Tomorrow, Barry Stamp, Joint Managing Director of checkmyfile.com, the UK’s leading online provider of credit reports to consumers will ask the UK’s debt advisors whether the British consumer is really over-indebted.

Stamp, also a member of the Institute of Credit Management’s Technical Advisory Committee, which gives feedback to government on changes to credit law, will show the national conference of UK debt advisors that the average UK household spends a lot more on cigarettes or on alcohol, or even on Bingo and the Lottery than they do on credit card interest, the object of so much controversy.

Stamp adds, “We hear much said about UK consumers suffering from an alleged “debt crisis”, and often read anecdotal evidence of credit horror stories, but a widespread “debt crisis” is simply not supported by fact.

“The latest Family Spending Survey, carried out by the National Statistics Office, shows the average UK household spends £1.70 on credit card interest each week, but it also spends £4.40 on cigarettes, £6.60 on alcohol, and £2.70 on playing Bingo and the Lottery.

“The government’s own statistics, in a recent DTI consultation document, believes that 4% of the UK population is over-indebted. That leaves 96% of consumers who are able to meet their financial commitments.

“Consumers have the freedom to contract the credit they need to live the lifestyle they choose. Yet only around 1 in 20 UK consumers are classed as “over-indebted,” but that compares to 1 in 13 who abuse alcohol.”

The latest credit industry (APACS) figures also show that 59% of credit cards are paid off in full each month, providing the UK consumer with a convenient way to manage their cash flow and consumers are now concentrating more on paying off their credit cards than they are on spending on them.
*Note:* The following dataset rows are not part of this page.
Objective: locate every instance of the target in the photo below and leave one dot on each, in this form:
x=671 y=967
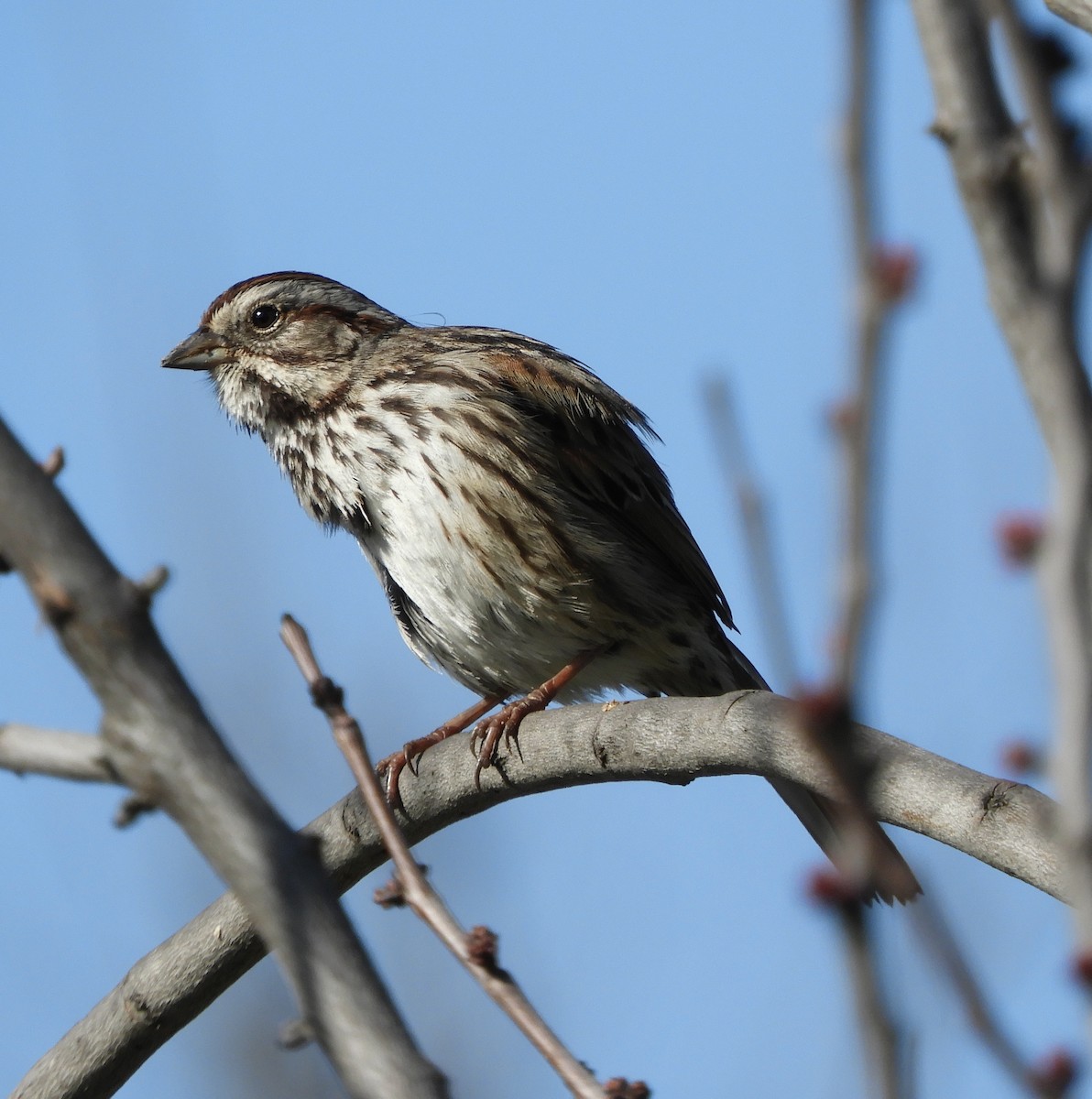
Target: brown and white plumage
x=503 y=493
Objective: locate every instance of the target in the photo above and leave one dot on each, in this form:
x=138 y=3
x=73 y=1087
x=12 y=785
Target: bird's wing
x=595 y=434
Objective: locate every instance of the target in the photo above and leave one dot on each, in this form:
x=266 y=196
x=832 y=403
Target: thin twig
x=1004 y=824
x=728 y=439
x=417 y=891
x=936 y=934
x=881 y=278
x=159 y=741
x=78 y=756
x=1077 y=12
x=1009 y=197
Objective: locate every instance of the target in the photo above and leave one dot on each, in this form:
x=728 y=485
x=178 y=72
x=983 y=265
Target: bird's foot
x=390 y=768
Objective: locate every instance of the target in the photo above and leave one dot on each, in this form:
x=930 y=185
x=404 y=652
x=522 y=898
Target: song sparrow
x=526 y=539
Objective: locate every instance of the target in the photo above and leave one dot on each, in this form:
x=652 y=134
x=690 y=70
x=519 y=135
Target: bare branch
x=1010 y=196
x=881 y=278
x=416 y=889
x=158 y=740
x=940 y=942
x=1004 y=824
x=77 y=756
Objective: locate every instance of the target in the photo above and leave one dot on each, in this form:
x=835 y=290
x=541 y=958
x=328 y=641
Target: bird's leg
x=397 y=762
x=506 y=721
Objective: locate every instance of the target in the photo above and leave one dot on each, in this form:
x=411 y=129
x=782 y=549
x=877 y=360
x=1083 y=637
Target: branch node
x=131 y=809
x=295 y=1034
x=620 y=1088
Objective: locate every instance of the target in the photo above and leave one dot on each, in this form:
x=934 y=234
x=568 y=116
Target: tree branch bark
x=675 y=741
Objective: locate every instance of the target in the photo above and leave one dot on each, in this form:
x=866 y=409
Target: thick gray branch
x=1017 y=203
x=1077 y=12
x=675 y=741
“These figures don’t tell me Britain is suffering from a debt crisis fuelled by credit card spending,” adds Stamp. “Instead, they show that UK consumers are, in the main, able to manage their financial affairs well.”

Stamp will also tell debt advisers that those Brits who are feeling the financial heat at the moment are as likely to be suffering from unregulated and dramatic rises in fuel, water and council tax bills that have gone unchecked, than they are from credit worries. Just because a consumer has had to borrow to pay higher tax and fuel bills doesn’t mean that the source of the problem lies with credit availability.”

“Since the 1970s average mortgage rates have fallen from 12% to 5% and credit card costs have dropped by 36%. In contrast, the tax burden on the average man in the street has increased from 35% to 40%. Utility and council tax bills have also increased significantly ahead of inflation. We should be blaming heating costs and council tax bills, not credit, for pressure on consumers. It is so much easier t to blame credit companies for any consumer pain than look properly into the reasons underlying financial pressure.”

“The credit industry has always been a soft target for claims of making credit too freely available, but let’s not forget that it employs over 100,000, and contributes £8bn in taxes each year and has benefited the economy to the tune of £22bn over the past 3 years. If credit is so easy, then how is it we can have the concept of financial exclusion? And can anyone explain why it is that 3 in every 4 credit card applications are routinely declined? The figures just do not support the argument. Our enviable stable economy is driven by a long-standing GDP growth of around 2.5% - the majority of which is down to consumer spending and borrowing. Without consumers borrowing as they do, the National Debt would rise, taxes would have to rise significantly, and we would no longer enjoy the low interest rate environment that keeps our mortgage costs so affordable.” Stamp argues.

Barry Stamp, Fellow of the Institute of Credit Management, is seconding a motion proposed by Eric Leenders of The British Bankers Association at the Money Advisers Liaison Group Conference, at the Institute of Electrical Engineering, Savoy Place, Embankment, London on Wednesday, entitled:

“The house believes that over-indebtedness is not a problem.”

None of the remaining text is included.